USA Today. January 17, 2013.)

Speaking of veterans and the NRA …

Retired Gen. David Petraeus warned against the dangers of the sorts of assault rifles used by the gunman who killed 49 people in an Orlando nightclub Sunday.

Americans need to “work together to figure out how it is that we can identify situations like this to the very best of our ability, and how we can make it more difficult for individuals to get what it is that they’ve used to kill so many fellow Americans,” Mr. Petraeus said in an event organized by the U.S. Global Leadership Coalition in Washington.

Just two days before the Orlando shooting, a prestigious group of US military veterans launched a coalition to urge elected leaders “to do more to prevent gun tragedies.”

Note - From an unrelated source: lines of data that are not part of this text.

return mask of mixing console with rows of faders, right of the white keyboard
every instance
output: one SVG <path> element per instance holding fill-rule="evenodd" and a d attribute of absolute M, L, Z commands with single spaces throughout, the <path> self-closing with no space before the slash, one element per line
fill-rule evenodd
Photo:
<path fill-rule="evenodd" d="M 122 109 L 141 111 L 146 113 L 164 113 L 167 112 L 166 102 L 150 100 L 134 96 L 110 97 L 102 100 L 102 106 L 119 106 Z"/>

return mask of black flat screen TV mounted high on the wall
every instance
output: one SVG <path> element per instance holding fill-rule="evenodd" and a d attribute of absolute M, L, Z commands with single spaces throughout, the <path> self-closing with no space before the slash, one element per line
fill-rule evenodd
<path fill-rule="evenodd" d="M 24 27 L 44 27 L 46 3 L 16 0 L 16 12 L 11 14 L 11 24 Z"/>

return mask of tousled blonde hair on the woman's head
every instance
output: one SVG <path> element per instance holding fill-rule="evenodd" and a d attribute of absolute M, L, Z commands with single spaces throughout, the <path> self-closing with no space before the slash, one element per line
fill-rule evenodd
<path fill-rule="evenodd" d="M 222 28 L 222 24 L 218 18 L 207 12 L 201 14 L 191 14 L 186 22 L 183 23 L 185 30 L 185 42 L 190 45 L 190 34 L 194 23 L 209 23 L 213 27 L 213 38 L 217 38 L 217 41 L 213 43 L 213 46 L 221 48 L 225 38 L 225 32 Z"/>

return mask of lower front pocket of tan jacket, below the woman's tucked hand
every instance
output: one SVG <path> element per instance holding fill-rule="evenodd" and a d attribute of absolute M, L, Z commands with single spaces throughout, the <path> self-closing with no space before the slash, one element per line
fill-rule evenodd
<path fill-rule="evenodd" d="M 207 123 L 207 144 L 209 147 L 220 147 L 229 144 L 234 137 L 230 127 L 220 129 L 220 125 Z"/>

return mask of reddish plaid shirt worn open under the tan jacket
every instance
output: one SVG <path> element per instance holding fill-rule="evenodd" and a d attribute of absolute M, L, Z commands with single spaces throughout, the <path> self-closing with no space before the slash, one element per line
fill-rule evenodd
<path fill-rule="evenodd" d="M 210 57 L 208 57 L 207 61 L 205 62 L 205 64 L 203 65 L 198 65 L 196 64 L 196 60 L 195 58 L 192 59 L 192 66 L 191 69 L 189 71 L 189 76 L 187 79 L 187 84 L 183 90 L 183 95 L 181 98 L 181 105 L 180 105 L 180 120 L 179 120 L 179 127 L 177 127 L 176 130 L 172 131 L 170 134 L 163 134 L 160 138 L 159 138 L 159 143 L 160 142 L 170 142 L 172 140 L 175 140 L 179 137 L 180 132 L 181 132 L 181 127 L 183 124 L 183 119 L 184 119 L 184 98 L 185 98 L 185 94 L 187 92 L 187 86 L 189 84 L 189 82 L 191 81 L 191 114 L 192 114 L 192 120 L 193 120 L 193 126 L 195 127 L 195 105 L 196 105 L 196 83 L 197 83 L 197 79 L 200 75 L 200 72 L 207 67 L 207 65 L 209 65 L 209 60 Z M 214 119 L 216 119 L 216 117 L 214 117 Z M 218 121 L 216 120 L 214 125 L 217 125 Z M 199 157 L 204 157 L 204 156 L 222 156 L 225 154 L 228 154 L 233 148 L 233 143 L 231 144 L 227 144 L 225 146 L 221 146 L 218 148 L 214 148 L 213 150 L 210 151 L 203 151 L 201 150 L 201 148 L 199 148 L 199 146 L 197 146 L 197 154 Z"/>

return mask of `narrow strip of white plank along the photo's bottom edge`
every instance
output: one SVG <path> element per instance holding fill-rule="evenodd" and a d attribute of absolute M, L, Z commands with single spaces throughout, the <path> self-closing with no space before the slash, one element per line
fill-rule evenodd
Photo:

The group, called Veterans Coalition for Common Sense, includes on its advisory committee Petraeus, as well as Gen. Stanley McChrystal, former commander of US forces in Afghanistan and longtime head of US Joint Special Operations Forces (the command responsible for Delta Force and the Navy SEALS), and Adm. Eric Olson, the first Navy SEAL ever to be promoted to a four-star rank.

(Anna Mulrine. “Latest group seeking to curb US gun violence: military veterans.”